Evan Gossett is wanted on the first tee. So he grabs his bucket of black cherry White Claws and makes his way there. It’s a strange sight seeing a competitor at a professional sporting event do such a thing, until you remember that this professional sporting event is the Golden Tee World Championship.

Outside the Notoriety Club in Downtown Las Vegas, it’s 115 degrees and nothing about it is a “dry heat” as every dad in America likes to claim. Inside, the air conditioning is pumping but the action is just as hot. Over a weekend in mid-July, hundreds of middle-aged dudes and a very small handful of women come in and out of the dimly-lit club to watch or compete in this unique event. And to drink. A lot.

Gossett heading to the first hole, also known as one of the 25 Golden Machines on hand for the event, with White Claws in tow was one of the many wild things I saw from my three-day trip to Sin City for this video game tournament. Everything else I saw, heard and learned from the Golden Tee Championship is described in great detail below.
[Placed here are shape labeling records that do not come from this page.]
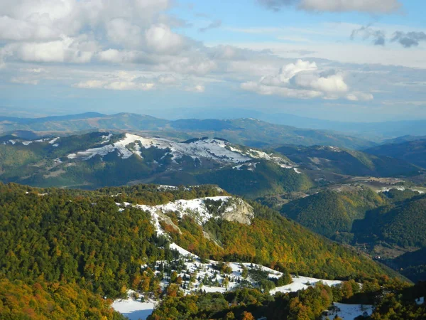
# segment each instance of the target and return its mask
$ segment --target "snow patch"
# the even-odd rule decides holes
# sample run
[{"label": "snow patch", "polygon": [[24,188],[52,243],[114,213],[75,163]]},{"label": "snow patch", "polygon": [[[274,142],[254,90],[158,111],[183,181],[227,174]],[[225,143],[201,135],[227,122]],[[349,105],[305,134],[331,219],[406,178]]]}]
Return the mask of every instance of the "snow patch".
[{"label": "snow patch", "polygon": [[135,300],[131,297],[134,292],[133,290],[129,290],[126,299],[116,300],[111,306],[129,320],[145,320],[153,313],[155,303],[152,300],[146,302],[141,302],[139,299]]},{"label": "snow patch", "polygon": [[275,294],[277,292],[295,292],[315,285],[320,282],[329,287],[336,286],[342,283],[342,281],[339,280],[322,280],[320,279],[311,278],[309,277],[293,276],[292,278],[293,280],[292,283],[283,287],[277,287],[271,290],[271,294]]},{"label": "snow patch", "polygon": [[59,137],[57,137],[56,138],[54,138],[54,139],[53,139],[52,140],[50,140],[50,141],[49,142],[49,144],[53,144],[53,146],[55,146],[55,144],[55,144],[55,142],[57,142],[58,139],[59,139]]},{"label": "snow patch", "polygon": [[371,316],[374,311],[374,307],[370,304],[346,304],[334,302],[328,310],[327,316],[322,316],[322,319],[334,319],[336,316],[344,320],[354,320],[359,316]]},{"label": "snow patch", "polygon": [[[131,143],[136,144],[133,149],[130,149],[126,146]],[[165,155],[170,154],[173,160],[180,159],[184,156],[189,156],[192,159],[209,158],[231,163],[245,162],[251,159],[248,156],[244,156],[241,153],[225,148],[227,145],[226,142],[214,139],[206,139],[185,144],[175,142],[163,138],[144,138],[135,134],[126,134],[123,139],[115,142],[114,144],[89,149],[86,151],[79,151],[77,154],[71,154],[68,155],[68,158],[81,157],[84,160],[88,160],[96,155],[104,156],[110,152],[117,151],[121,158],[127,159],[132,154],[141,156],[141,148],[155,147],[165,150],[167,151]]]}]

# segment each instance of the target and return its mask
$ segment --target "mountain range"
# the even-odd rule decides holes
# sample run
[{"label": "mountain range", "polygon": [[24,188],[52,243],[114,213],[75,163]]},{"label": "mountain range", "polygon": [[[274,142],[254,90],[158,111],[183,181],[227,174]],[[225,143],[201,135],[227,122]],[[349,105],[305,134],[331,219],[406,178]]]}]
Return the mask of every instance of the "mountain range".
[{"label": "mountain range", "polygon": [[252,118],[169,121],[136,114],[107,115],[94,112],[34,119],[0,117],[0,132],[23,138],[31,138],[35,132],[39,136],[63,135],[98,129],[131,131],[181,140],[218,137],[232,143],[255,147],[291,144],[365,149],[376,144],[338,132],[273,124]]}]

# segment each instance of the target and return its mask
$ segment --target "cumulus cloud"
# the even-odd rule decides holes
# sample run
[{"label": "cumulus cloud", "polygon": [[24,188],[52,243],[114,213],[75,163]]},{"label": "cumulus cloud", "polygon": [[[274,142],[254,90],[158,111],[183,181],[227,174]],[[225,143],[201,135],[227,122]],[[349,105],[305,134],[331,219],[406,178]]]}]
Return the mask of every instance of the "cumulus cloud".
[{"label": "cumulus cloud", "polygon": [[426,41],[426,33],[424,32],[401,32],[396,31],[392,38],[392,41],[398,41],[404,48],[417,46],[419,42]]},{"label": "cumulus cloud", "polygon": [[[376,46],[385,46],[386,42],[385,32],[382,30],[375,30],[370,25],[353,30],[351,39],[354,40],[358,36],[363,40],[373,39],[373,43]],[[399,43],[404,48],[411,48],[419,46],[420,41],[426,41],[426,33],[422,31],[395,31],[389,40],[391,42]]]},{"label": "cumulus cloud", "polygon": [[145,31],[148,47],[160,53],[176,53],[183,49],[185,41],[182,36],[173,33],[165,24],[151,26]]},{"label": "cumulus cloud", "polygon": [[332,70],[321,73],[315,62],[302,60],[284,65],[278,75],[263,77],[257,82],[244,82],[241,87],[261,95],[300,99],[346,98],[354,101],[373,98],[370,94],[350,92],[342,73]]},{"label": "cumulus cloud", "polygon": [[74,87],[80,89],[107,89],[111,90],[142,90],[148,91],[153,89],[154,83],[143,82],[136,80],[126,80],[124,79],[115,80],[91,80],[81,81],[74,85]]},{"label": "cumulus cloud", "polygon": [[373,14],[390,14],[401,8],[398,0],[258,0],[262,5],[274,11],[287,6],[310,11],[359,11]]},{"label": "cumulus cloud", "polygon": [[202,93],[204,92],[206,90],[205,87],[202,85],[195,85],[191,87],[185,87],[185,91],[190,91],[192,92],[199,92],[199,93]]},{"label": "cumulus cloud", "polygon": [[370,25],[363,26],[358,29],[352,31],[351,39],[354,40],[356,36],[361,36],[363,40],[373,39],[375,46],[384,46],[386,43],[385,32],[382,30],[375,30]]},{"label": "cumulus cloud", "polygon": [[200,28],[198,29],[200,32],[205,32],[207,30],[214,29],[216,28],[219,28],[222,26],[222,20],[215,20],[214,21],[211,22],[208,26]]},{"label": "cumulus cloud", "polygon": [[36,85],[38,84],[38,80],[30,79],[25,77],[13,77],[11,79],[12,83],[21,83],[23,85]]}]

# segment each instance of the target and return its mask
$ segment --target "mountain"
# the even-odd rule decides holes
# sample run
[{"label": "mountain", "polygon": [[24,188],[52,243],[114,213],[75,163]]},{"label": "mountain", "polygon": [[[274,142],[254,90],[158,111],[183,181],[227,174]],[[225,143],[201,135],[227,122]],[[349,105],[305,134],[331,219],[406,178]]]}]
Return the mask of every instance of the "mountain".
[{"label": "mountain", "polygon": [[426,168],[426,139],[383,144],[364,151],[376,156],[392,156]]},{"label": "mountain", "polygon": [[275,150],[307,169],[350,176],[413,176],[420,169],[392,156],[373,156],[334,146],[283,146]]},{"label": "mountain", "polygon": [[426,247],[401,255],[390,262],[395,270],[415,283],[426,280]]},{"label": "mountain", "polygon": [[359,242],[383,241],[402,247],[426,247],[426,195],[371,210],[354,223]]},{"label": "mountain", "polygon": [[354,221],[364,218],[368,210],[386,203],[371,188],[359,186],[351,191],[326,191],[295,200],[283,206],[280,213],[320,235],[348,242],[351,237],[345,239],[344,233],[351,232]]},{"label": "mountain", "polygon": [[[0,248],[6,252],[0,255],[1,318],[20,319],[23,311],[49,319],[63,319],[64,312],[122,319],[108,308],[109,299],[128,294],[133,299],[139,295],[157,301],[182,299],[203,272],[192,269],[199,264],[204,273],[205,268],[217,268],[214,279],[221,279],[222,287],[225,278],[236,281],[234,272],[242,274],[244,268],[249,279],[261,282],[264,267],[248,267],[256,262],[322,279],[368,281],[367,274],[395,275],[273,210],[213,186],[84,191],[11,183],[0,185]],[[193,253],[200,256],[195,263]],[[236,270],[229,270],[231,264],[213,265],[206,259],[247,263],[233,263]],[[205,279],[207,289],[214,289],[211,280]],[[246,282],[243,288],[260,293]]]},{"label": "mountain", "polygon": [[294,144],[324,144],[350,149],[373,146],[368,140],[324,130],[299,129],[273,124],[255,119],[195,119],[169,121],[129,113],[106,115],[97,113],[44,118],[0,118],[0,132],[19,137],[20,132],[33,131],[40,134],[60,134],[89,130],[131,131],[181,139],[194,137],[219,137],[232,143],[263,147]]},{"label": "mountain", "polygon": [[220,139],[176,142],[107,132],[0,140],[0,178],[38,186],[95,188],[138,182],[216,183],[256,198],[306,190],[310,179],[283,156]]},{"label": "mountain", "polygon": [[381,144],[398,144],[403,142],[409,142],[415,140],[423,140],[426,139],[426,136],[403,136],[394,139],[389,139],[382,142]]}]

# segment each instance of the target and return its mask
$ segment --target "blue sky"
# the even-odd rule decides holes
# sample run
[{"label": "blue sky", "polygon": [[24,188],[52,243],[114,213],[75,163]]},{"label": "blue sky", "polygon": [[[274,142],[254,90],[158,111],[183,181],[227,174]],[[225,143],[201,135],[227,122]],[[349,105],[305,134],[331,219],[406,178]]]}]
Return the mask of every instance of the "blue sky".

- I arrived Friday night and was informed that I’d have a chance to qualify for the World Championship. The qualifier was a closest-to-the-pin, double-elimination contest in which you play nine holes, all par 3s. At the end of the nine holes, the player with the lowest cumulative total of feet to the hole wins. I informed my first opponent that I had no idea what I was doing, to which he replied “Ha, me too!” It took him about five holes to realize I truly had no clue, at which point I told him I was here covering the event for Golf Digest. His tone changed quickly, as he then became my coach instead of my opponent. It didn’t help - I never hit a single green in either of my matches.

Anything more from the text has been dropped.